NOTES:
[1] Le lecteur sait que Sarah croyait encore Fleur-de-Marie enfermée à Saint-Lazare, d'après ce que la Chouette avait dit avant de la frapper.
[2] Le lecteur n'a pas oublié que la Chouette, un moment avant de frapper Sarah croyait et lui avait dit que la Goualeuse était encore à Saint-Lazare, ignorant que le jour même Jacques Ferrand l'avait fait conduire à l'île du Ravageur par Mme Séraphin.
[3] Celle de retrouver les traces de Germain, fils de Mme Georges.
[4] Nam plerumque in septima die hominem consumit (Arétée). Voir aussi la traduction de Baldassar, (Cas. med. lib. III, Salacitas nitro curata.) Voir aussi les admirables pages d'Ambroise Paré sur le satyriasis, cette étrange et effrayante maladie qui ressemble tant, dit-il, à un châtiment de Dieu.
[5] «Emporté par son sujet, l'imagination égarée par huit ans de méditations continues sur un jour si horrible pour un croyant, Michel-Ange, élevé à la dignité de prédicateur, et ne songeant plus qu'à son salut, a voulu punir de la manière la plus frappante le vice alors le plus à la mode.
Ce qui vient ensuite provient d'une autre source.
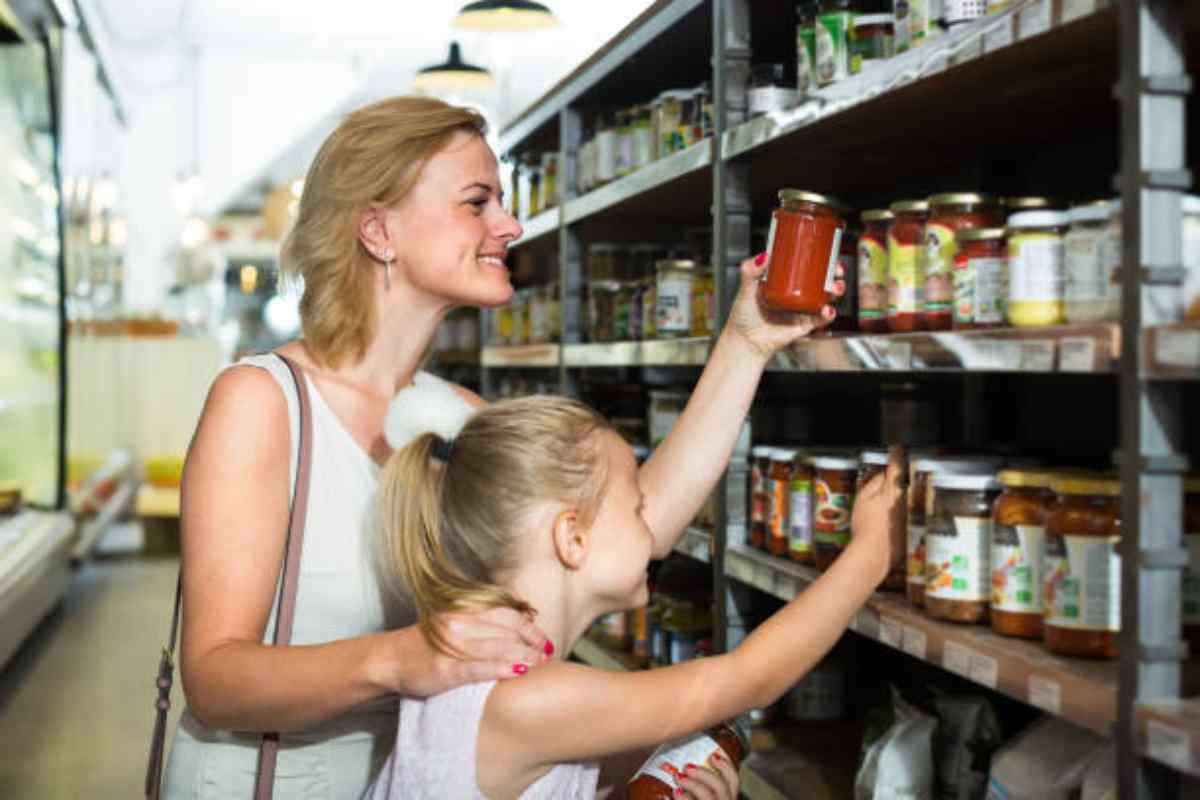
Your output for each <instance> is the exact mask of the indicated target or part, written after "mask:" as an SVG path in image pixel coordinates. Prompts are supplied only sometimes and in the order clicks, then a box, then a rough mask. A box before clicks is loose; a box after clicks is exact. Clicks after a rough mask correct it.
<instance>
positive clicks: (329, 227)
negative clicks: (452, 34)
mask: <svg viewBox="0 0 1200 800" xmlns="http://www.w3.org/2000/svg"><path fill="white" fill-rule="evenodd" d="M486 127H487V126H486V122H485V121H484V118H482V116H481V115H480V114H479V113H476V112H474V110H472V109H469V108H460V107H456V106H450V104H448V103H444V102H442V101H440V100H436V98H432V97H392V98H390V100H384V101H379V102H377V103H372V104H371V106H366V107H364V108H360V109H358V110H356V112H353V113H352V114H349V115H348V116H347V118H346V119H344V120H342V124H341V125H338V126H337V128H336V130H335V131H334V132H332V133H331V134H329V138H326V139H325V142H324V144H322V145H320V150H318V151H317V156H316V157H314V158H313V161H312V166H311V167H310V168H308V174H307V176H306V178H305V182H304V192H302V193H301V196H300V207H299V211H298V213H296V221H295V224H294V225H293V227H292V230H290V231H289V233H288V235H287V237H286V239H284V241H283V249H282V253H281V263H282V265H283V269H284V270H286V271H287V272H288V273H289V275H290V276H293V277H300V278H302V279H304V295H302V297H301V299H300V319H301V323H302V327H304V337H305V342H306V344H307V345H308V349H310V351H311V353H312V355H313V357H314V359H316V360H317V361H319V362H320V363H323V365H325V366H329V367H337V366H338V365H340V363H341V362H342V361H343V360H346V359H347V356H349V357H350V359H353V360H359V359H361V357H362V356H364V355H365V354H366V349H367V345H368V343H370V342H371V337H372V336H374V326H376V320H374V303H373V302H372V300H373V291H374V270H376V269H377V261H376V260H374V259H373V258H372V257H371V254H370V253H368V252H367V251H366V249H365V248H364V247H362V245H361V243H360V242H359V219H360V217H361V215H362V212H364V211H366V210H367V207H368V206H370V205H371V204H372V203H379V204H382V205H385V206H388V207H395V206H397V205H400V203H401V201H402V200H403V199H404V198H406V197H407V196H408V193H409V192H410V191H412V190H413V187H414V186H415V185H416V181H418V179H419V178H420V174H421V169H422V168H424V167H425V164H426V163H428V161H430V158H432V157H433V156H434V155H437V154H438V152H439V151H442V150H443V149H444V148H445V146H446V145H448V144H449V143H450V140H451V138H452V137H454V136H455V134H456V133H458V132H460V131H466V132H468V133H475V134H479V136H482V134H484V133H485V132H486Z"/></svg>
L'horreur de ce supplice me semble arriver au vrai sublime du genre.» Stendhal, Histoire de la peinture en Italie.
[6] Le nom que j'ai l'honneur de porter, et que mon père, mon grand-père, mon grand-oncle et mon bisaïeul (l'un des hommes les plus érudits du dix-septième siècle) ont rendu célèbre par de beaux et de grands travaux pratiques et théoriques sur toutes les branches de l'art de guérir, m'interdirait la moindre attaque ou allusion irréfléchie à propos des médecins, lors même que la gravité du sujet que je traite et la juste et immense célébrité de l'école médicale française ne s'y opposeraient pas; dans la création du docteur Griffon j'ai seulement voulu personnifier un de ces hommes respectables d'ailleurs, mais qui peuvent se laisser quelquefois entraîner par la passion de l'art, des expériences, à de graves abus de pouvoir médical, s'il est permis de s'exprimer ainsi, oubliant qu'il est quelque chose encore de plus sacré que la science: l'humanité.
[7] Par une rencontre dont nous nous félicitons au nom de la vérité, ces lignes étaient sous presse depuis quelques jours, lorsqu'a paru dans le Siècle (6 août 1843) un article signé de plusieurs chirurgiens des hôpitaux de paris, où nous lisons les lignes suivantes:
«Les intrusions que nous déplorons (il s'agit de médecins ayant obtenu par faveur des salles dans les hôpitaux civils) doivent être encore examinées d'un autre point de vue, celui de la moralité. Un mot malheureux a été prononcé, le mot d'essai. Des arrêtés, portant création de services donnés contre l'esprit et contre la lettre du règlement, disposent que cette création a pour objet d'autoriser telle personne à faire l'essai de sa méthode de traitement. Un pareil langage étonne à une époque comme la nôtre, où personne n'a le droit de considérer les malades pauvres comme une matière à essai de quelque genre que ce soit; et d'ailleurs, ces essais, combien de temps doivent-ils durer? sur combien de malades doivent-ils être tentés? Ne doivent-ils pas être constamment surveillés par une commission permanente, tenue d'en faire connaître les résultats? Il y aurait une incurie profonde à laisser non résolues de semblables questions. Puis, une fois lancé dans cette malheureuse carrière des essais, qui sait où l'on s'arrêtera? Toutes les prétendues méthodes nouvelles ne viendront-elles pas demander à leur tour de faire leurs preuves dans un service d'hôpital? et alors homoeopathie, hydrosudopathie, magnétisme, machines à rompre les ankyloses, tout cela, soyez-en sûrs, réclamera son droit d'essai.»